Cogniac controversially provides its software to the U.S. Army to analyze battlefield drone data and to an Arizona county sheriff’s department to help identify when people cross the U.S.-Mexico border. The company has also participated in trials with U.S. Customs and Border Protection and expressed an openness to larger deployments down the line.

But according to Cogniac cofounder Bill Kish, government contracts are a small portion of the company’s business, which is primarily focused on manufacturing and industrial applications. “Our government should have access to the best commercial technology available but do so in a manner that enables a privacy-first approach,” he told VentureBeat via email. “Cogniac does not perform facial recognition, collect facial databases, or perform any sort of matching of images with personal identities.”

One such customer is Georgia Pacific, which is finalizing the deployment of a solution that simplifies processes around the company’s mill operations.
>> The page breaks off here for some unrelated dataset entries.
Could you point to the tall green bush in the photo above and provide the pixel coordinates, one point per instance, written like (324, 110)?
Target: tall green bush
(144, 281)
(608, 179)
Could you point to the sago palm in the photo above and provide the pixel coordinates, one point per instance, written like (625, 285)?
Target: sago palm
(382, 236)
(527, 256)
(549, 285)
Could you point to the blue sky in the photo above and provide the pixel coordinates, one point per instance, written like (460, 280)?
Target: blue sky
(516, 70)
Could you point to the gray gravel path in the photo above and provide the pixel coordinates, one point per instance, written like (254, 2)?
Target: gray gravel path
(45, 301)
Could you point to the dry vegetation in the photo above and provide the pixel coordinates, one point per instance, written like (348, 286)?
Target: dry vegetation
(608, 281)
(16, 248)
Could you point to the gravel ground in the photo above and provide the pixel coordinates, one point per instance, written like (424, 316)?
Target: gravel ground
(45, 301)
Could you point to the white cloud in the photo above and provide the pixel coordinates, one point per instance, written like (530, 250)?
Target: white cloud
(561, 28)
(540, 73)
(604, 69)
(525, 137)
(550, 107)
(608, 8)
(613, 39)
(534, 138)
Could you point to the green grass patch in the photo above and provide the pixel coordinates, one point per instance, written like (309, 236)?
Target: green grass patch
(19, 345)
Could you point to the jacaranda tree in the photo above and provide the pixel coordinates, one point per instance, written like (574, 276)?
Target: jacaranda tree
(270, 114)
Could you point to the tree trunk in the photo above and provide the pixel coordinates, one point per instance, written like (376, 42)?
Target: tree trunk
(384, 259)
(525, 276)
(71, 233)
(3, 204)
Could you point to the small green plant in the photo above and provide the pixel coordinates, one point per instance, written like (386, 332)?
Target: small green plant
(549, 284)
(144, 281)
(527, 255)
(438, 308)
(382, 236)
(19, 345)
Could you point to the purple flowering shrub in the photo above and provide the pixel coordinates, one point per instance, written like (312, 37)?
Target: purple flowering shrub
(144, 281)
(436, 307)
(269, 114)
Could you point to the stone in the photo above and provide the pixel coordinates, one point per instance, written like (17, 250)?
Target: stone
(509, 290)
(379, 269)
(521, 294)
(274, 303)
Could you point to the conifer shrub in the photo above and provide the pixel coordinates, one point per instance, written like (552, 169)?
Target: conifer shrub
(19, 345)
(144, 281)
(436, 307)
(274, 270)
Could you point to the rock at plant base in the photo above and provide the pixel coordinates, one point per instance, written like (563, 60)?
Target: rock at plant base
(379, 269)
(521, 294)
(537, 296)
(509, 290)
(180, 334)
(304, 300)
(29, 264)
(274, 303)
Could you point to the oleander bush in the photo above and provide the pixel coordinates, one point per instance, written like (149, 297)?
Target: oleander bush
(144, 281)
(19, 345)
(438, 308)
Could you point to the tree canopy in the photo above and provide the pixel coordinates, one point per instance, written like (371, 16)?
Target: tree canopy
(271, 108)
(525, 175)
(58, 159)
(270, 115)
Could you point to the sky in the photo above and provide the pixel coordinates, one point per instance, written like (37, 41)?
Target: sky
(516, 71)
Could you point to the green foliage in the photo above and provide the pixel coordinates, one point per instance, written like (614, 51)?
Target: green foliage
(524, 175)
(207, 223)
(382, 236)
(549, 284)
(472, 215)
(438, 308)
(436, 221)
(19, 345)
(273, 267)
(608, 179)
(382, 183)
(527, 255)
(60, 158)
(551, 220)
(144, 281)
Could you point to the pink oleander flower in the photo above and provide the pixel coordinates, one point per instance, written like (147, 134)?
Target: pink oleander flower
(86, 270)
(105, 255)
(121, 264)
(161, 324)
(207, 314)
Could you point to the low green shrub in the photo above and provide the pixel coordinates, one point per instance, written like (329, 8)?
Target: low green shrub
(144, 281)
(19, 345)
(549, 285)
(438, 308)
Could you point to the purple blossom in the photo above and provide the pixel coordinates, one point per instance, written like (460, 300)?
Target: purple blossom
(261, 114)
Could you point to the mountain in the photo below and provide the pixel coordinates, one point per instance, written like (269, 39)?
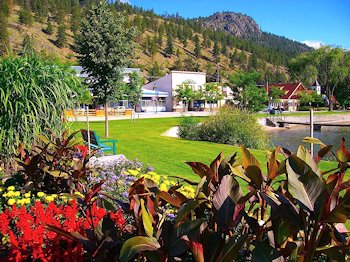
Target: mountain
(218, 45)
(245, 27)
(236, 24)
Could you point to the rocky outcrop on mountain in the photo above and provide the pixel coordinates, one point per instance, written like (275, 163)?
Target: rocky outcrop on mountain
(237, 24)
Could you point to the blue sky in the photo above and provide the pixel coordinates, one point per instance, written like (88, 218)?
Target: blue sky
(317, 21)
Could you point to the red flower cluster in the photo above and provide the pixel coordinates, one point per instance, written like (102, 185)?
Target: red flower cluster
(28, 239)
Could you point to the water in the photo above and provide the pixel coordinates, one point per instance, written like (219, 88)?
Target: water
(291, 138)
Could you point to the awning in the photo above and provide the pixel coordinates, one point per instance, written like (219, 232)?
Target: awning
(154, 93)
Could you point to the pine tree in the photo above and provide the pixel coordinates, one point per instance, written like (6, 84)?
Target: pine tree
(25, 17)
(61, 39)
(197, 50)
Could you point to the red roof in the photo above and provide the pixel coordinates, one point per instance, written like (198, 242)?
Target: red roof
(291, 90)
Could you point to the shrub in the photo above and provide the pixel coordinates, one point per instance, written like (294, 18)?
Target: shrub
(291, 213)
(188, 128)
(34, 94)
(235, 127)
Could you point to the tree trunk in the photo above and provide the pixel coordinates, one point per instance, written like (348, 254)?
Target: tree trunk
(106, 120)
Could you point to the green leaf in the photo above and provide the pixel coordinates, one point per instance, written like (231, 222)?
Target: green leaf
(263, 252)
(305, 155)
(303, 184)
(341, 212)
(147, 219)
(272, 165)
(313, 140)
(135, 245)
(343, 153)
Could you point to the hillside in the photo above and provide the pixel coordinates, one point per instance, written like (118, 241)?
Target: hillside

Others are “global leaders” in automotive, industrial, rail, packaging, logistics, security, and defense industries that together have helped boost Cogniac’s year-over-year revenue by 78%.

On the subject of bias that might arise in Cogniac’s models from imbalanced datasets, Kish says the company employs a process in which multiple people review uncertain data to establish a consensus. The company’s system acts as a source of record for managing assets, ensuring biases inherent in the visual data are spotlighted so they can be addressed through feedback.

“Our system provides a very high degree of transparency into the training data as a whole, including the provenance of all data and annotations,” he said. “We developed Cogniac with a principle-centric approach … Our platform’s guiding principles and allowable use cases are part of every contract negotiation.”

Autotech Ventures led the series B round announced this week, with participation from Vanedge Capital, Wing Venture Capital, Yellowstone Ventures, and the George Kaiser Family Foundation/Energy Innovation Capital. It brings Cogniac’s total raised to over $20 million, following a $10.1 million series A in May 2019.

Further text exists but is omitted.